LATE dementia is a neurodegenerative disease characterized by the buildup of TDP-43 protein in the brain—a pathology entirely distinct from the amyloid-beta and tau tangles associated with Alzheimer’s disease. It is the second most common neurodegenerative disease in people over 90 years old, affecting approximately 30% of those aged 85 and older, yet the majority of people who have it—and many clinicians who diagnose them—never realize it. Neurologists call LATE the most misdiagnosed form of dementia because in roughly 20% of cases initially suspected to be Alzheimer’s disease, the actual diagnosis is LATE. This article explains what LATE is, why it remains largely unrecognized despite its prevalence, how it differs clinically from Alzheimer’s, and what the 2025 diagnostic breakthrough means for patients and their families seeking accurate diagnosis and appropriate care.

Table of Contents

What Is LATE Dementia and How Common Is It Really?

late stands for Limbic-Predominant Age-Related TDP-43 Encephalopathy. At its core, LATE is caused by the abnormal accumulation of a protein called TDP-43 (trans-membrane protein 43) in specific regions of the brain, particularly the limbic system—the structures involved in memory and emotion processing. This is fundamentally different from Alzheimer’s disease, which involves two different protein abnormalities: amyloid-beta plaques and neurofibrillary tangles made of tau. Because the pathology is different, the disease behaves differently, progresses at a different rate, and may eventually require different treatment approaches once therapies targeting TDP-43 become available.
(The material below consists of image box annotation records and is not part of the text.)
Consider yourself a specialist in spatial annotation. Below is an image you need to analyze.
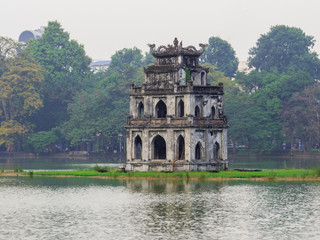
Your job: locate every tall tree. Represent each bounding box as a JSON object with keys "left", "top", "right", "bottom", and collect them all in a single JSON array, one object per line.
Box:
[
  {"left": 64, "top": 48, "right": 144, "bottom": 145},
  {"left": 29, "top": 21, "right": 91, "bottom": 130},
  {"left": 0, "top": 38, "right": 43, "bottom": 151},
  {"left": 200, "top": 37, "right": 239, "bottom": 77},
  {"left": 248, "top": 25, "right": 320, "bottom": 79},
  {"left": 281, "top": 84, "right": 320, "bottom": 150}
]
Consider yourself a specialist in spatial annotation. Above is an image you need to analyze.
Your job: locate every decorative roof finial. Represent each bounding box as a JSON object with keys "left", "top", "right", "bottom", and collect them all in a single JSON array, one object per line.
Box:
[{"left": 173, "top": 38, "right": 179, "bottom": 48}]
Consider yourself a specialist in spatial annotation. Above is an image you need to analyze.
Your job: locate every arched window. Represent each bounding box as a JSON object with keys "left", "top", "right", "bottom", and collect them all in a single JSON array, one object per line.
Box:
[
  {"left": 194, "top": 106, "right": 200, "bottom": 117},
  {"left": 195, "top": 142, "right": 201, "bottom": 160},
  {"left": 177, "top": 135, "right": 185, "bottom": 160},
  {"left": 138, "top": 102, "right": 144, "bottom": 118},
  {"left": 134, "top": 135, "right": 142, "bottom": 159},
  {"left": 151, "top": 135, "right": 166, "bottom": 159},
  {"left": 210, "top": 106, "right": 216, "bottom": 119},
  {"left": 178, "top": 100, "right": 184, "bottom": 117},
  {"left": 213, "top": 142, "right": 220, "bottom": 160},
  {"left": 156, "top": 100, "right": 167, "bottom": 118},
  {"left": 200, "top": 72, "right": 206, "bottom": 85}
]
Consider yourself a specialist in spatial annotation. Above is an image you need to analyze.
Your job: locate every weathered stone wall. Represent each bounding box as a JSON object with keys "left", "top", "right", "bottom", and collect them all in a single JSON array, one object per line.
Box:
[{"left": 126, "top": 40, "right": 228, "bottom": 171}]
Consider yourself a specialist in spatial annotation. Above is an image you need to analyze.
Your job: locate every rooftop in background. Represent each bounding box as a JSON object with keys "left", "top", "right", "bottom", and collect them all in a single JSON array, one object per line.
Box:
[
  {"left": 19, "top": 27, "right": 44, "bottom": 42},
  {"left": 89, "top": 60, "right": 111, "bottom": 73}
]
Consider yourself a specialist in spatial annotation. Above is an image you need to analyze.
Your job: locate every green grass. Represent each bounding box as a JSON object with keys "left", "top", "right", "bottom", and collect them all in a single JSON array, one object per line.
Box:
[{"left": 25, "top": 167, "right": 320, "bottom": 180}]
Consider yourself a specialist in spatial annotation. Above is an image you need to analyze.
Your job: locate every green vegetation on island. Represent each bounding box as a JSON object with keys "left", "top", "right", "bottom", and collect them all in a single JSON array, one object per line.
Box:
[
  {"left": 0, "top": 22, "right": 320, "bottom": 153},
  {"left": 18, "top": 166, "right": 320, "bottom": 180}
]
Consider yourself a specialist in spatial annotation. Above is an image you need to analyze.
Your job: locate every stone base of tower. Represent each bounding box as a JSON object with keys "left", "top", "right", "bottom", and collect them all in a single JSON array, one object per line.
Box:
[{"left": 125, "top": 160, "right": 229, "bottom": 172}]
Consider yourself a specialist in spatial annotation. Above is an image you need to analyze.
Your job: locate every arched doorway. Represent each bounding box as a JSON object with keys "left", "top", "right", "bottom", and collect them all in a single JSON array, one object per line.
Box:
[
  {"left": 156, "top": 100, "right": 167, "bottom": 118},
  {"left": 194, "top": 106, "right": 200, "bottom": 117},
  {"left": 134, "top": 135, "right": 142, "bottom": 159},
  {"left": 151, "top": 135, "right": 167, "bottom": 159},
  {"left": 213, "top": 142, "right": 220, "bottom": 160},
  {"left": 178, "top": 100, "right": 184, "bottom": 117},
  {"left": 177, "top": 135, "right": 185, "bottom": 160},
  {"left": 195, "top": 142, "right": 202, "bottom": 160},
  {"left": 138, "top": 102, "right": 144, "bottom": 118}
]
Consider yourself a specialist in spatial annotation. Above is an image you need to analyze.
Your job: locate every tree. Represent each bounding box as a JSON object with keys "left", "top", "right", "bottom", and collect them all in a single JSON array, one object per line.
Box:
[
  {"left": 29, "top": 22, "right": 91, "bottom": 130},
  {"left": 64, "top": 48, "right": 144, "bottom": 145},
  {"left": 248, "top": 25, "right": 320, "bottom": 79},
  {"left": 229, "top": 69, "right": 314, "bottom": 152},
  {"left": 27, "top": 128, "right": 61, "bottom": 152},
  {"left": 281, "top": 84, "right": 320, "bottom": 151},
  {"left": 200, "top": 37, "right": 239, "bottom": 77},
  {"left": 0, "top": 38, "right": 43, "bottom": 151}
]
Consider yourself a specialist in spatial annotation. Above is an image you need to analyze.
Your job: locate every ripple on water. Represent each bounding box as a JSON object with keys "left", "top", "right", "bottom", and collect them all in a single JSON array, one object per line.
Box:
[{"left": 0, "top": 177, "right": 320, "bottom": 239}]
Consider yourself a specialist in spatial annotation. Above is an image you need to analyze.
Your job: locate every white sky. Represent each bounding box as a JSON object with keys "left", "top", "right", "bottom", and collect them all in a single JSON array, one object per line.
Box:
[{"left": 0, "top": 0, "right": 320, "bottom": 60}]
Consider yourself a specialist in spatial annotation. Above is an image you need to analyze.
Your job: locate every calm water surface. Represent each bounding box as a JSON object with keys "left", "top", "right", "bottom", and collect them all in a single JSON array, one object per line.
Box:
[
  {"left": 0, "top": 155, "right": 320, "bottom": 170},
  {"left": 0, "top": 177, "right": 320, "bottom": 239}
]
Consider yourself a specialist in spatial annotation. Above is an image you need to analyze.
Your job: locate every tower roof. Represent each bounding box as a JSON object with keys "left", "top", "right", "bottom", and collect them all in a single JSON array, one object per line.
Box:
[{"left": 148, "top": 38, "right": 206, "bottom": 58}]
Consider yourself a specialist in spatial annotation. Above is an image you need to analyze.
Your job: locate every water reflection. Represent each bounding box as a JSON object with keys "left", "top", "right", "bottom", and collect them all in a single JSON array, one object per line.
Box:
[{"left": 0, "top": 177, "right": 320, "bottom": 239}]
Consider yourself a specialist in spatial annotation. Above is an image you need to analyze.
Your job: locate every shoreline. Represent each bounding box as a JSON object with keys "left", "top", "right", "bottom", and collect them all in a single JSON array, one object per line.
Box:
[{"left": 0, "top": 169, "right": 320, "bottom": 182}]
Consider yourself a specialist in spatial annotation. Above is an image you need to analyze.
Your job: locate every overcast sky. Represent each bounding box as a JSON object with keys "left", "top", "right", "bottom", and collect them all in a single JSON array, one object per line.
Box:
[{"left": 0, "top": 0, "right": 320, "bottom": 60}]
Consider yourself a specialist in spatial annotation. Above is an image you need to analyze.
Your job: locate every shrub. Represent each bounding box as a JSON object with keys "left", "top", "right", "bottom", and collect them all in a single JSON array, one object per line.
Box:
[{"left": 93, "top": 165, "right": 109, "bottom": 172}]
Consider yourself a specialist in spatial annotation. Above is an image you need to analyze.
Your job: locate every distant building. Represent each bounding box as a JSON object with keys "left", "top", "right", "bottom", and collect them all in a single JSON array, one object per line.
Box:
[
  {"left": 89, "top": 60, "right": 111, "bottom": 73},
  {"left": 19, "top": 27, "right": 44, "bottom": 42}
]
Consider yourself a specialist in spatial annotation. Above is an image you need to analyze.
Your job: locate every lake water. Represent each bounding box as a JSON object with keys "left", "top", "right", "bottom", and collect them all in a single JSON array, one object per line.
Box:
[
  {"left": 0, "top": 158, "right": 320, "bottom": 240},
  {"left": 0, "top": 155, "right": 320, "bottom": 170},
  {"left": 0, "top": 177, "right": 320, "bottom": 239}
]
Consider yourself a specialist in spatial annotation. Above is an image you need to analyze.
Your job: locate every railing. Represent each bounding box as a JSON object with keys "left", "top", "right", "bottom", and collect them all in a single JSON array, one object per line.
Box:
[{"left": 127, "top": 117, "right": 226, "bottom": 125}]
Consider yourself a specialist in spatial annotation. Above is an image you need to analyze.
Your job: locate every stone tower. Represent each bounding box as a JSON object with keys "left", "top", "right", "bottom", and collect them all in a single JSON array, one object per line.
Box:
[{"left": 126, "top": 39, "right": 228, "bottom": 171}]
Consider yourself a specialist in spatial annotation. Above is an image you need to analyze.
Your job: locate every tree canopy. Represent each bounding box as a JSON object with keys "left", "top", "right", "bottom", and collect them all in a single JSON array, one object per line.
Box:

The prevalence of LATE is surprisingly high, yet it went largely unrecognized until researchers formally described and named it in 2019.

Today, autopsy studies show that more than 30% of brains examined from people over 80 years old contain LATE-related pathology. Among living patients aged 85 and older, approximately 30% are believed to have LATE. For those between 65 and 84 with cognitive symptoms or memory loss, the figure drops to around 10%, but this is still substantial. To put this in perspective: if LATE affects 30% of people over 85, and Alzheimer’s disease affects roughly 30-50% of the same age group, then LATE rivals or exceeds Alzheimer’s in frequency among the oldest-old. The challenge is that many people have both conditions simultaneously, which complicates diagnosis and masks LATE’s presence.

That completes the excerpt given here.